Composting, otherwise known as the Organics Recycling program is managed by the Department of Public Works. Please visit the Organics Recycle page to learn more about composting (Organics Recycling) in the City of Laurel, including answers to the frequently asked questions below!

  • Compost Organic Waste OnlyWhat is / isn't compostable?
  • Will my compost bin attract pests / rodents?
  • When does my compost get picked up?
  • Will my compost bin smell?

Composting Tips

Composting is the number one way that individuals can reduce methane gas emissions at our landfills.

If you have ever experienced fruit flies you know how frustrating they can be. They are tiny, but oh so annoying for their very short life span (8 to 15 days), but they are very prolific (females can lay up 2,000 eggs and they can turn into maggots) So how to avoid and conquer?

Here are some helpful tips to reduce smells and pests that may be feasting on your kitchen countertop compost containers:

  • Freeze compost directly in the bag provided by DPW.
  • Keep the kitchen countertop container out of the sun.
  • Line the bottom of your compost container with a layer of newspaper.
  • Sprinkle baking soda on the newspaper lining the bottom of your containers.
  • Mix some organic tea tree oil with water and spray on the newspaper.
  • All City-issued kitchen countertop containers have lids with charcoal filters, so keep the lids on!
  • Replace the filters every 4 to 6 months. Contact DPW for information on getting new filters.
  • Empty compost every 2 to 3 days. DPW will provide all composters with free compostable liners for the kitchen countertop carts.
  • Dry the container before adding a new liner.
  • Throw a sprig of fresh mint in your compost.
  • Use organic essential oils. Lavender, lemongrass, eucalyptus, or peppermint help keep the fruit flies at bay
  • Wash your fruit! Fruit flies can travel on the fruit you purchase outside of your home - just remember the egg story from above and you will always want to wash your fruits and veggies.
  • Use your vacuum hose to suck them up - the sucking action will kill them.
  • Trap the next generation - pour some apple cider vinegar into a small bowl or cup and cover it tightly with plastic wrap.

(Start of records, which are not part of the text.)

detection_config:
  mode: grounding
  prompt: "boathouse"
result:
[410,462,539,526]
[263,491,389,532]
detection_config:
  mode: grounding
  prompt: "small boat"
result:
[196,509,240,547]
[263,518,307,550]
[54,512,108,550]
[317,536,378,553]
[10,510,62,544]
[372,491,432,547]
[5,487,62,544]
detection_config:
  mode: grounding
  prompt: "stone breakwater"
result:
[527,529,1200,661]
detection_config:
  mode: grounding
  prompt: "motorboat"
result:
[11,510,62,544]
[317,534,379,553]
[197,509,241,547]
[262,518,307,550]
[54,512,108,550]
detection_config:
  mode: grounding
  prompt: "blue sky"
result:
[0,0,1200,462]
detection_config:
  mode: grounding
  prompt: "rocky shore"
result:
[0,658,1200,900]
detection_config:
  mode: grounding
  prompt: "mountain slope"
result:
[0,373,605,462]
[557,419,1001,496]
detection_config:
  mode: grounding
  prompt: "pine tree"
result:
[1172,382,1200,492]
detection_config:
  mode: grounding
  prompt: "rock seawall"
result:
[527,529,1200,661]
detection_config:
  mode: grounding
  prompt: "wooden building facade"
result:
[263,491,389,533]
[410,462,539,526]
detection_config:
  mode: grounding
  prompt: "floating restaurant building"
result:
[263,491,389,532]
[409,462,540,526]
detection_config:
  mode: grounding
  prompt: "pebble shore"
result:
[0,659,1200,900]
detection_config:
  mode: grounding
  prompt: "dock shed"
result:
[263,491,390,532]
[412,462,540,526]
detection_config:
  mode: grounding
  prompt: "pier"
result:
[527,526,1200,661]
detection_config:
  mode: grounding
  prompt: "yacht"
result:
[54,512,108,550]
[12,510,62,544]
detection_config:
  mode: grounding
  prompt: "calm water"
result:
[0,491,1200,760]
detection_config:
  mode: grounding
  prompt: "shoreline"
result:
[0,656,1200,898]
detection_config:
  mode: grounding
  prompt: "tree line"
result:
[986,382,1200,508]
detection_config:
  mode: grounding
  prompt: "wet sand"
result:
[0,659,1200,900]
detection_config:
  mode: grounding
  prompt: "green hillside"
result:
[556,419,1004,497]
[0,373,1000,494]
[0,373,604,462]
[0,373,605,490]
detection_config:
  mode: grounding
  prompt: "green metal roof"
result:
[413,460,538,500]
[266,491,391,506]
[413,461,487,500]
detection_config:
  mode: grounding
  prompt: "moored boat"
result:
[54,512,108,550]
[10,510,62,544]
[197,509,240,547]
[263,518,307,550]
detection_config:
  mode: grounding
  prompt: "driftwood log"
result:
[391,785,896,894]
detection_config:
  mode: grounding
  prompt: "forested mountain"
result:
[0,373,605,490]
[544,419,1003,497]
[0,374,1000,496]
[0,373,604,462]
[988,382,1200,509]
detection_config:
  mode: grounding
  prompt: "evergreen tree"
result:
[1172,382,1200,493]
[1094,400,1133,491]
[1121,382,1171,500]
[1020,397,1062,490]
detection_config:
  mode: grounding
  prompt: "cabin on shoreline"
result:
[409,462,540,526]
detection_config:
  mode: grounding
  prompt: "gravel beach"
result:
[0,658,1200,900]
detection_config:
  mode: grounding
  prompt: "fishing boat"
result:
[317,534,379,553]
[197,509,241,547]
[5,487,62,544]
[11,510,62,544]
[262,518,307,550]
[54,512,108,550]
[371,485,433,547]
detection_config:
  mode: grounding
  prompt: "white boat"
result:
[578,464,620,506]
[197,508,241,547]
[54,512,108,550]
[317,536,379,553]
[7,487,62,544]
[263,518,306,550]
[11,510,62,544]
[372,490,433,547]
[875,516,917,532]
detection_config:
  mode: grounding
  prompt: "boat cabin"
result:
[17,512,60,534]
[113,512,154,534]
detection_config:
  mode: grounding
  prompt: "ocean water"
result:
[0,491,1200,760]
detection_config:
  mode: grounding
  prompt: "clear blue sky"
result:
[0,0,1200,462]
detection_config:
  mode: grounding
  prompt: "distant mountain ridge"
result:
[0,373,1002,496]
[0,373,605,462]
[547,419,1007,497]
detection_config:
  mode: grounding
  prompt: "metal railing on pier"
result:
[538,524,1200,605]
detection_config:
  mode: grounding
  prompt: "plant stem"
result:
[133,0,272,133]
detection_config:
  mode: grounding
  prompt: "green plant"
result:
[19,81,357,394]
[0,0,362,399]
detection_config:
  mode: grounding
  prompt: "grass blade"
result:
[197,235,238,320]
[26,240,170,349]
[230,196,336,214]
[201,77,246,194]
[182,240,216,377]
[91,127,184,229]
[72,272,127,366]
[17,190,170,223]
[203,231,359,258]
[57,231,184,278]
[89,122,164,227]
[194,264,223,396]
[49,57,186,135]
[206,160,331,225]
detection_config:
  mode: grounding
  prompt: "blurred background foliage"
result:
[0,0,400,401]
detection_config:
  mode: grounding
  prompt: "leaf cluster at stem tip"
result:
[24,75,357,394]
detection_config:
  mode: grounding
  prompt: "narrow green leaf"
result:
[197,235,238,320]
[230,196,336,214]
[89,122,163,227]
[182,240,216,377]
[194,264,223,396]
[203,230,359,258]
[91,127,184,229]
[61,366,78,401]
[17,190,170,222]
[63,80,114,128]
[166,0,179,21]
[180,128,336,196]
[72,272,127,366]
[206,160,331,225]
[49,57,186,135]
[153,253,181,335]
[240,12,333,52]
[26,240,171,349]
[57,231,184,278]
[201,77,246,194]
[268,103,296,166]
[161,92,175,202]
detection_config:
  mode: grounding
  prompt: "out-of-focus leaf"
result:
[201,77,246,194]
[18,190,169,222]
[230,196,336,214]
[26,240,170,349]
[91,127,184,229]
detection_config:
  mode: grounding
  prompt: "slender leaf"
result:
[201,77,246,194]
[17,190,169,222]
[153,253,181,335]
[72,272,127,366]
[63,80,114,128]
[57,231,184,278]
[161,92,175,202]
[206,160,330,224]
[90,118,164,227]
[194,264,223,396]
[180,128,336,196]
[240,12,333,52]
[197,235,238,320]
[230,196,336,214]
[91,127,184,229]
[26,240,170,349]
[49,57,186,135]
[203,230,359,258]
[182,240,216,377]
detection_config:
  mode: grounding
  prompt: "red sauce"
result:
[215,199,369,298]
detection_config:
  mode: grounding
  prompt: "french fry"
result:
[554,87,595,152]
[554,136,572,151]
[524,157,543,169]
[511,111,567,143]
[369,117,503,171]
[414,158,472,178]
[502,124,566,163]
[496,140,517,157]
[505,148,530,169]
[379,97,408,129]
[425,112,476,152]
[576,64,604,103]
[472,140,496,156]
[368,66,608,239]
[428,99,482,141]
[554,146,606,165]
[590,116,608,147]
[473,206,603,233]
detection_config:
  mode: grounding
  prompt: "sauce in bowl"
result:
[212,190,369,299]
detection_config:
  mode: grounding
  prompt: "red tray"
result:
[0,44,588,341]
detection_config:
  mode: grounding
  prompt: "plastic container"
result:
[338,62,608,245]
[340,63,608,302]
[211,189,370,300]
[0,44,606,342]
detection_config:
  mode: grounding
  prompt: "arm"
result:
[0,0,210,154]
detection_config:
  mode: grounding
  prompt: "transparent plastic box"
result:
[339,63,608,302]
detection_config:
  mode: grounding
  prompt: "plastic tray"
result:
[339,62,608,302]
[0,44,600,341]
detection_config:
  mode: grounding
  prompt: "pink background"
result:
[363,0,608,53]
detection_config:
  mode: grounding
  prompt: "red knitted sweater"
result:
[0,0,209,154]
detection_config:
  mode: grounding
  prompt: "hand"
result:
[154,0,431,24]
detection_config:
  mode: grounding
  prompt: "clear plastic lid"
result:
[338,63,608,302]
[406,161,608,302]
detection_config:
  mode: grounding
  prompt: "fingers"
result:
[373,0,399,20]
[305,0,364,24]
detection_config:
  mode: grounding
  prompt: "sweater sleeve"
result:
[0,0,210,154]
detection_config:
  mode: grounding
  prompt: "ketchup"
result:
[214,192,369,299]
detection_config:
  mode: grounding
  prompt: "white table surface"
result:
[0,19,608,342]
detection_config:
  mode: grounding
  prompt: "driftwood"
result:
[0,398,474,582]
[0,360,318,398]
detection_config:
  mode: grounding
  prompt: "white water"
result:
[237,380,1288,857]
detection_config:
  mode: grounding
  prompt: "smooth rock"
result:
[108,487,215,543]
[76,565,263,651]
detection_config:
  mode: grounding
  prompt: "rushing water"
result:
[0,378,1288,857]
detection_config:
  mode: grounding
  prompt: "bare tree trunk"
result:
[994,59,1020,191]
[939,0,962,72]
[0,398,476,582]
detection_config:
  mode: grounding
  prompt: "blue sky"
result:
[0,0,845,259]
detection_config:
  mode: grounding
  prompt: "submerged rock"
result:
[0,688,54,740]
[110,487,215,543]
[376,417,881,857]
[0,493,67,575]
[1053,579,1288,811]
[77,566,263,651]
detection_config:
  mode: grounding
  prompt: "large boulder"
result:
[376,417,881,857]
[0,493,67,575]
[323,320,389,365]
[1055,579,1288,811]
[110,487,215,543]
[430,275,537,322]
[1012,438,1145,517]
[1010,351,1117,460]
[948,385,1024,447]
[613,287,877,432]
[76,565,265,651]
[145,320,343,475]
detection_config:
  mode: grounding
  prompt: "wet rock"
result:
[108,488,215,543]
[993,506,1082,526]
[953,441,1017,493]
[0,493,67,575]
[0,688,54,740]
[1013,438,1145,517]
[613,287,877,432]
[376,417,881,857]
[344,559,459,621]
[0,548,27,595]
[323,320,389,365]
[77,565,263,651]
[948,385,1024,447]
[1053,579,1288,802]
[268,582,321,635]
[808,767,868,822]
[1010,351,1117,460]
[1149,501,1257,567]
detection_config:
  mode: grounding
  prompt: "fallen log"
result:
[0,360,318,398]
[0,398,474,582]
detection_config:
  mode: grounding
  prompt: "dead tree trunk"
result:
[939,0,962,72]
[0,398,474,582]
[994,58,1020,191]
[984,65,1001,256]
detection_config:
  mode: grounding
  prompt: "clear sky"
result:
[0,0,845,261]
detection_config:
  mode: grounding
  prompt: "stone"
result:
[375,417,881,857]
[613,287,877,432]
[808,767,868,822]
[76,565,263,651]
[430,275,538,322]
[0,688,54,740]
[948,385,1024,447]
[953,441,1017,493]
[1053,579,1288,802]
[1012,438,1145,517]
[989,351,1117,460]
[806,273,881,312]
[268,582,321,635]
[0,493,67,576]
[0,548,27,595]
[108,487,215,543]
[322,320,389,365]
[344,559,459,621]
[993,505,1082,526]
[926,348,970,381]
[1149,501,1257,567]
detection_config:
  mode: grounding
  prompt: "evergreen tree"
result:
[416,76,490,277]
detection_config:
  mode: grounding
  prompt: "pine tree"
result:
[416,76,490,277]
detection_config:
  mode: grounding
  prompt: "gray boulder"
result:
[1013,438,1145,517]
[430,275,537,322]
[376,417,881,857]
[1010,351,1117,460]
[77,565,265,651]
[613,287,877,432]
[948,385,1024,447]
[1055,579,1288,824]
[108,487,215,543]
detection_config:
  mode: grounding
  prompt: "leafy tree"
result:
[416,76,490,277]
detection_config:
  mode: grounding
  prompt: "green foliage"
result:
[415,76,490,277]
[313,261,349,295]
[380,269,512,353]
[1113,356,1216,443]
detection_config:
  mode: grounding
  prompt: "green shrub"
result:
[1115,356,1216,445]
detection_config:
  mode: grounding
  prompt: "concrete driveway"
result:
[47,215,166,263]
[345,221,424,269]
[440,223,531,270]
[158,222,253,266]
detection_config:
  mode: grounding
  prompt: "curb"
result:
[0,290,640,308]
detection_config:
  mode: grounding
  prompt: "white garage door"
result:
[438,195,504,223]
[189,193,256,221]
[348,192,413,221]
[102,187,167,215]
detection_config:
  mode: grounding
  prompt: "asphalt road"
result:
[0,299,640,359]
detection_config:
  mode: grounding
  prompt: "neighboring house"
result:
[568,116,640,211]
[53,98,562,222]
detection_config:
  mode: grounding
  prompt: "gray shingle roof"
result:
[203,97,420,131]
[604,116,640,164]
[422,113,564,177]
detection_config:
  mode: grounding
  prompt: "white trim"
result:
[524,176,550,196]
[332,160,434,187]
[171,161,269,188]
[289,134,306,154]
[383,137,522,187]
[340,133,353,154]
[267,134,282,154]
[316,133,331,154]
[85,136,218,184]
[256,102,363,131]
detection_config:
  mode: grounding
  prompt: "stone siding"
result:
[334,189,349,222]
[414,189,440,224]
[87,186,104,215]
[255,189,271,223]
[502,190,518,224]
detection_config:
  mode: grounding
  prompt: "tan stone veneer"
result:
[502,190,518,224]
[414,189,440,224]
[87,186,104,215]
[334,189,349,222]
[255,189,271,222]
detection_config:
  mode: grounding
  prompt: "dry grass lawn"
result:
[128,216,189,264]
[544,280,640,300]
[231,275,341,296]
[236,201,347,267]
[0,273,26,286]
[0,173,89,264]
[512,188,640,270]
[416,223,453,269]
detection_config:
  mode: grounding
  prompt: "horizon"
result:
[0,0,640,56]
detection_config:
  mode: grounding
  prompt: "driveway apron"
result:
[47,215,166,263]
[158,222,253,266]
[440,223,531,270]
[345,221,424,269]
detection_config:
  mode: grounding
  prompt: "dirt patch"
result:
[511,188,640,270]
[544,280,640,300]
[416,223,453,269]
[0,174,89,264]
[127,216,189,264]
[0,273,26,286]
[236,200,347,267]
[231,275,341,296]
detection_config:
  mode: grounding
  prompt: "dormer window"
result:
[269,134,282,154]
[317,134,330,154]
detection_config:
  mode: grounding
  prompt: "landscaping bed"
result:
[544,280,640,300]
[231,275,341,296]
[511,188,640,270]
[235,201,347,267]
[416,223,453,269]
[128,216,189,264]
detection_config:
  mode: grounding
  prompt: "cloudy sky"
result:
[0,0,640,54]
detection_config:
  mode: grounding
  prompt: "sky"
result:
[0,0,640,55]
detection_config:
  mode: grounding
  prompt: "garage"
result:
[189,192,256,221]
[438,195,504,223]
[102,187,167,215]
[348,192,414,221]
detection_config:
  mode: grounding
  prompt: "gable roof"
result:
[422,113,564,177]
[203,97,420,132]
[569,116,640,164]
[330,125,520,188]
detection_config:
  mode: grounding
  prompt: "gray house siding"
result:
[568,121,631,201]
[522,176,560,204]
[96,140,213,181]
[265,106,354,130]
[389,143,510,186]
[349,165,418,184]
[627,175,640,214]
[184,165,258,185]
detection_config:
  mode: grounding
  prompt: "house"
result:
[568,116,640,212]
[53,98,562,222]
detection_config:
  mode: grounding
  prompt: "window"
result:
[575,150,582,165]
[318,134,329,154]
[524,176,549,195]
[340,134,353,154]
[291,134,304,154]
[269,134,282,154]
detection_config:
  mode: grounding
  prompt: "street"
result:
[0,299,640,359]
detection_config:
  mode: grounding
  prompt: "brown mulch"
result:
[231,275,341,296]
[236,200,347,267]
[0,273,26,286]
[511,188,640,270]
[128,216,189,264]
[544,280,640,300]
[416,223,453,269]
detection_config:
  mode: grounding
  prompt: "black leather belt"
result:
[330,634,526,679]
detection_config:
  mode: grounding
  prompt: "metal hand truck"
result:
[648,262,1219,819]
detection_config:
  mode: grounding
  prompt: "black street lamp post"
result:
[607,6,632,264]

Poke a few holes in the wrap with a toothpick. The flies will be drawn right to the vinegar and will get trapped inside. It may make for an unsightly container on your kitchen counter for a few days, but it will be worth it to rid yourself of the nuisance of fruit flies.
  • Spraying some organic essential oils such as tea tree, peppermint or cinnamon can act as an ant deterrent.
  • Ants are also not fond of white vinegar and lemon juice.

Banana Peel Trap

You can also make use of fruit flies' love for banana peels to make a trap:

  • Place a banana peel in a clear plastic container.
  • Make three or four holes in the container with a toothpick (a pin should also work).
  • Place the container near your fruit bowl or compost bin.

Within 24 hours, 99% of the fruit flies should be in the container.